Da Bologna ad Assisi, da Aosta a Telese Terme, le varie anime dei Pd ed i suoi candidati disegnano il profilo del partito che nascerà con le primarie del 14 ottobre. Tutti concordi in una mobilitazione che il leader dei Ds Piero Fassino spera in due milioni di persone, anche se i linguaggi hanno sfumature diverse. Alla Festa dell'Unità leader e militanti sono convinti che la sinistra non morirà ma vivrà in un contenitore più grande. E la stessa ambizione, ma per la Casa dei moderati, e per la cultura dei cattolici democratici, anima gli ex Ppi riuniti ad Assisi.

Il pressing ad andare oltre ideologie e vecchie appartenenze arriva da Massimo D'Alema e in egual misura da Walter Veltroni. "Mantenere in vita i partiti ideologici - è la visione del vice premier - quando non ci sono più ideologie, significa far vivere solo i vecchi apparati". Il Pd, incalza il ministro degli Esteri è "il primo partito post-ideologico" e questo è il suo fascino e il potere di attrazione. Le sensibilità diverse con cui nasce il partito nuovo, gli fa eco Veltroni mettendo in guardia da un rischio che molti temono, non devono tradursi in divisioni e correnti.

Il candidato alla guida del Pd sprona ad allargare l'orizzonte "nel mare grande della società italiana". E, siccome anche le parole contano, Veltroni invita ad un dibattito alto, prendendo le distanze dalle polemiche estive. "Ad agosto - replica indirettamente a chi lo accusa di evadere le domande - non sono intervenuto perché mi sembrava tutto piccolo, bonsai, tutto interno. E invece serve un grande messaggio di innovazione e forza".

Gli sfidanti del ‘sindaco d'Italia', anche loro in tour elettorale, Enrico Letta e Rosy Bindi, non si sentono chiamati in causa. Ma non hanno intenzione di lasciargli campo libero. "Ho tutte le carte in regola per aspirare alla guida del partito. Io sono la porta d'ingresso della società civile", non molla da Aosta il ministro della Famiglia. Mentre Letta continua a chiedere regole per una più ampia partecipazione.

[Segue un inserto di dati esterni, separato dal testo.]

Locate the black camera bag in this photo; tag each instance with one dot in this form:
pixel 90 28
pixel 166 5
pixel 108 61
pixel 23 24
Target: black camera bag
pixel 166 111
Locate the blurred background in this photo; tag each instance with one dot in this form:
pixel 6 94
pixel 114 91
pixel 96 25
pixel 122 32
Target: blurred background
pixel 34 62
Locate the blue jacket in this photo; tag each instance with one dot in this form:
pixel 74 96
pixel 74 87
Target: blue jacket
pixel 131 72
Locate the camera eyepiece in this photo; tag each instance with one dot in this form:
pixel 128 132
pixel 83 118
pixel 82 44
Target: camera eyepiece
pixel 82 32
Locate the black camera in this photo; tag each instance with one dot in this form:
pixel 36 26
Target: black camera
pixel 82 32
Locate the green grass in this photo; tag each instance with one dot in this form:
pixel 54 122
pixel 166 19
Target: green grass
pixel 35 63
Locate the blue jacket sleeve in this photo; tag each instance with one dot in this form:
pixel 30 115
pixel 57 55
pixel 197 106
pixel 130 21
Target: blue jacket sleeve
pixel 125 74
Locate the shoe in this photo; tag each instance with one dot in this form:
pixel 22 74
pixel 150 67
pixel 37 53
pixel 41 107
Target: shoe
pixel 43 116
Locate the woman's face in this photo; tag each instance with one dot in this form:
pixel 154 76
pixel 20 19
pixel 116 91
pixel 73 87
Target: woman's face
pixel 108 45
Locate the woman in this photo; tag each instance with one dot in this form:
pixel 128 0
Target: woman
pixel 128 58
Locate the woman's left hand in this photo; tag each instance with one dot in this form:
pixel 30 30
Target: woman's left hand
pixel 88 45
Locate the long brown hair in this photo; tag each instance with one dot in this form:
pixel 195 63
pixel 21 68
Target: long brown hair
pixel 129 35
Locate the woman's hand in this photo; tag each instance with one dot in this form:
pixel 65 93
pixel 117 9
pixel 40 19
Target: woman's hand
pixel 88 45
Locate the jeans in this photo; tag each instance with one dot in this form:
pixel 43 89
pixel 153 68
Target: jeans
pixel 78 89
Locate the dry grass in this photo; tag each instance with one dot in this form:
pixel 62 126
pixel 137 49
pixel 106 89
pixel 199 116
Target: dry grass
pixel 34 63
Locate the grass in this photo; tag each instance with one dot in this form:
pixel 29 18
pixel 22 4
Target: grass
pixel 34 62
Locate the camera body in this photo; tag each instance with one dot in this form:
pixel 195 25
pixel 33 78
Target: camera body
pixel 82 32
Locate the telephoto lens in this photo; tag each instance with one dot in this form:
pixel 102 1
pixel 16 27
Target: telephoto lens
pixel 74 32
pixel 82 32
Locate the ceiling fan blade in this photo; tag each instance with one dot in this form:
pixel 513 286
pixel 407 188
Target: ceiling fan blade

Ad attaccare Veltroni, ma non solo, ci pensa l'ulivista Franco Monaco. Al ministro Fioroni, che assicura che gli ex Ppi "non stanno facendo una corrente" manda a dire che "il cattolicesimo democratico è una cosa troppo seria per ridursi ad una corrente". Ma gli strali più duri sono contro il sindaco di Roma. "Altro che dibattito bonsai - incalza Monaco - noi mettiamo a tema il profilo del partito, la sua politica delle alleanze. Temi sui quali Veltroni si mostra evasivo, mentre è prodigo di spunti, peraltro non originalissimi, su un terreno programmatico e di governo".

Forse dimenticando che "un governo c'é già".